ZED2代相机+nvidia jetson AGX xavier踩坑记录_综合

ZED2代相机+nvidia jetson AGX xavier踩坑记录

项目描述

nvidia jetson AGX xavier就不详细介绍了，jetson系列嵌入式开发板比一般的arrch64开发板多了CUDA，跑深度学习项目会快一些，同时开发板上装有jetpack开发套件，ubuntu、CUDA、cudnn都装好了，开发更加便捷。具体查看https://developer.nvidia.com/zh-cn/embedded-computing。

ZED是双目相机品牌，提供目标检测方面的接口和例程，2代的功能更加丰富一些，ZED2代的3.2.2版本的SDK支持jetpack4.4，所以准备尝试一下它提供的这个PyTorch+Mask-RCNN项目。

项目地址：https://github.com/stereolabs/zed-pytorch

项目文档：https://www.stereolabs.com/docs/pytorch/

ZEDf分割效果

简而言之，在nvidia jetson AGX xavier硬件平台上，在pytorch框架里，使用Mask R-CNN和ZED提供的SDK，完成对目标的检测、分割、测距。
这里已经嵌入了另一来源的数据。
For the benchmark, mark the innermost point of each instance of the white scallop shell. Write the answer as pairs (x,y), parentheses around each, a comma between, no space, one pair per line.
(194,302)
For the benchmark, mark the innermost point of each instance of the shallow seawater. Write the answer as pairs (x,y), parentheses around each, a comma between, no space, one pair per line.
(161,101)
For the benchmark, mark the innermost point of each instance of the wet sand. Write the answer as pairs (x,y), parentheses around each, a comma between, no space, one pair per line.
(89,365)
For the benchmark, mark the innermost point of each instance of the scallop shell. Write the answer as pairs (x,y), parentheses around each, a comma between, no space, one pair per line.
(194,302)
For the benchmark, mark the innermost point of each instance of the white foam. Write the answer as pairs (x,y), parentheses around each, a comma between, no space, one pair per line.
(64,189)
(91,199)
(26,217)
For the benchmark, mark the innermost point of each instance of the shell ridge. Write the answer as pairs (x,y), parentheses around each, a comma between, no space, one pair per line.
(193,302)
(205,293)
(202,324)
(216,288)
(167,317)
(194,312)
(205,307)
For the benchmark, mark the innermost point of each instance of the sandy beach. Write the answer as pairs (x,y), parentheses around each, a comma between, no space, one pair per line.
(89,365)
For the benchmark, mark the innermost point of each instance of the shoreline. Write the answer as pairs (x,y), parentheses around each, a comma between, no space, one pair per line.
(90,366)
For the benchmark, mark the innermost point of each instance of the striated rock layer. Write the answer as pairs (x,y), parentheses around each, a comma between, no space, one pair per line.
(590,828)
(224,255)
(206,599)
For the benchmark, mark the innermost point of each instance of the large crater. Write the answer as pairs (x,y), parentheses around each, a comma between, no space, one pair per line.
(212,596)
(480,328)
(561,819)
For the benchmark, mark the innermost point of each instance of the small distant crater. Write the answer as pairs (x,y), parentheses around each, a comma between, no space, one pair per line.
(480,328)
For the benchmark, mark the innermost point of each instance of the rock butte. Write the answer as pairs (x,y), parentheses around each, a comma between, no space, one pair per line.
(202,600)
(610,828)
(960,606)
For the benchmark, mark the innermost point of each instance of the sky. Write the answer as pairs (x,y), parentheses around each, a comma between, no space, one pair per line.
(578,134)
这个项目的吸引力在于“custom neural network”，目标识别的种类、网络使用的权重都是可以修改的，而ZED SDK提供的例程是不可以修改的。如果能深入学习代码，那么之后采用pytorch框架+ZED双目的其他项目也可以参考这个项目。

一些小弯路

（此步骤最终失败，仅作为记录）

根据项目文档中的安装步骤来，安装完 ZED SDK 和 Python API后，由于之前在Windows环境下一般都使用Anaconda搭建pytorch环境，换新平台后也准备这样，根据参考链接[1]，jetson平台没有Anaconda，安装替代品mini-forge，miniforge的.sh release下载地址:

https://github.com/conda-forge/miniforge/releases

安装：

sh Miniforge-pypy3-xxx-Linux-aarch64.sh

安装完成后基本使用pip3安装，conda命令几乎不使用，装了conda等于没装…一次开机后，在conda环境Terminal中输入pip3 list，发现和系统环境下的list不同，conda环境下的torch、torchvison、numpy之类的都不见踪影，可能是因为系统升级的原因…

最终决定抛弃conda，直接在系统环境下使用pip3安装pytorch。

问题1 安装pytorch版本错误

这个问题出现在安装文档的Installation–PYTORCH INSTALLATION步骤中。

问题出现描述：

在jetson上安装完pytorch后，输入测试代码：

$ python3 -c "import torch ; print(torch.**__version__**)"

出现Segmentation fault (core dumped)错误，而正常情况应当输出pytorch的版本号。

问题解决过程：

（1）安装pytorch前先查询开发板的jetpack软件版本，查询方法为Terminal输入命令：

$ head -n 1 /etc/nv_tegra_release

或者安装jetson-stats状态查看工具：

$ sudo -H pip install jetson-stats

安装完成后，输入：

$ sudo jtop

即可查看jetpack软件版本和内存使用率、温度等其他信息。

经过查询，本文使用的开发板jetpack版本为JetPack 4.4 (L4T R32.4.3)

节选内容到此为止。